The Expedited Appeals Review Act (EARA) aims to speed up the resolution of appeals to the Board of Land Appeals regarding Department of the Interior decisions, setting a 6-month deadline for the Board to issue a final decision.
Harriet Hageman
Representative
WY
The Expedited Appeals Review Act (EARA) aims to expedite the resolution of appeals to the Board of Land Appeals regarding Department of the Interior decisions. It allows parties to request an expedited review, mandating the Board to issue a final decision within 6 months of the written notice, but no earlier than 18 months after the initial appeal filing. Failure by the Board to meet this deadline results in the Department of the Interior's decision being considered a final agency action, subject to judicial review. This Act prioritizes these timelines over conflicting deadlines in other laws.
The "Expedited Appeals Review Act," or EARA, is looking to shake up how long you might wait for a decision if you're appealing something to the Department of the Interior's (DOI) Board of Land Appeals. We're talking about disputes over public lands, mining, and resources, the kind of stuff handled by the Board under rules like 43 CFR 4.1(b)(2). The main idea of Section 2 of this bill is to let folks request a speedier review. If you do, the Board is supposed to give you a final answer within six months of your written request. But here’s the catch: you can't even ask for this "expedited" review until at least 18 months after you first filed your appeal. So, it’s an attempt to put a deadline on decisions, but not exactly an overnight fix.
So, how does this new process actually work if this bill becomes law? Imagine you've filed an appeal with the Board of Land Appeals (think of them as the DOI's internal judges). Under EARA, as laid out in Section 2(a), you'd have to wait a year and a half. Then, you can officially ask for the expedited six-month clock to start ticking for your decision. If the Board doesn't make that six-month deadline, Section 2(b) kicks in with a pretty big consequence: the original DOI decision you were appealing automatically becomes what's called a "final agency action." This is jargon for "you can now sue in federal court," as per 5 U.S.C. 704. And here's the kicker: the court would review your case de novo – meaning, they start from scratch, looking at all the facts and law fresh, not just checking the Board's homework. This is a big shift because it overrides the usual standard for reviewing agency decisions found in 5 U.S.C. 706. This whole setup applies to appeals already in the pipeline and any new ones filed after the bill passes.
This bill could mean different things for different players. If you're the one appealing – maybe a small business waiting on a land permit, or an environmental group challenging a project – EARA offers a potential light at the end of a long tunnel. That six-month deadline (once it finally kicks in) and the "de novo review" escape hatch if the Board is too slow (Sec 2(b)) could be good news. However, that initial 18-month waiting period (Sec 2(a)) is still a hefty chunk of time, so "expedited" is relative. For the Board of Land Appeals itself, this means more pressure. They’ll need to manage their caseload to hit these new deadlines or risk their decisions being bypassed. And for the Department of the Interior, if the Board fumbles the timeline, the DOI's original decisions could face a full, fresh court battle sooner than they might otherwise.
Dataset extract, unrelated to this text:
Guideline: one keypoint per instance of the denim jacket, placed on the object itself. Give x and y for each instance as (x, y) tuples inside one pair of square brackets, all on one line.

There's another layer here: Section 2(d) of EARA states that its new timeline trumps certain existing appeal deadlines for specific issues, like those for federal oil and gas royalty appeals (under 30 U.S.C. 1724(h)) or surface coal mining appeals (under 30 U.S.C. 1275(b)), if an EARA expedited review is requested. This means EARA aims to be the new standard for these faster-track appeals. But let's be real, there are practical questions. Can the Board of Land Appeals, which likely already has a backlog, realistically meet these six-month deadlines after an 18-month lead-up? Will it lead to better, faster decisions, or could it mean rushed ones, or just more cases heading for that de novo court review? And that de novo review itself is a double-edged sword. While it gives appellants a fresh start, it also means federal courts, which might not have the deep, specialized knowledge of the Board on complex land and resource issues, would be making these calls from the ground up. That's a significant shift in how these disputes are typically resolved and could reduce the role of agency expertise if deadlines are frequently missed.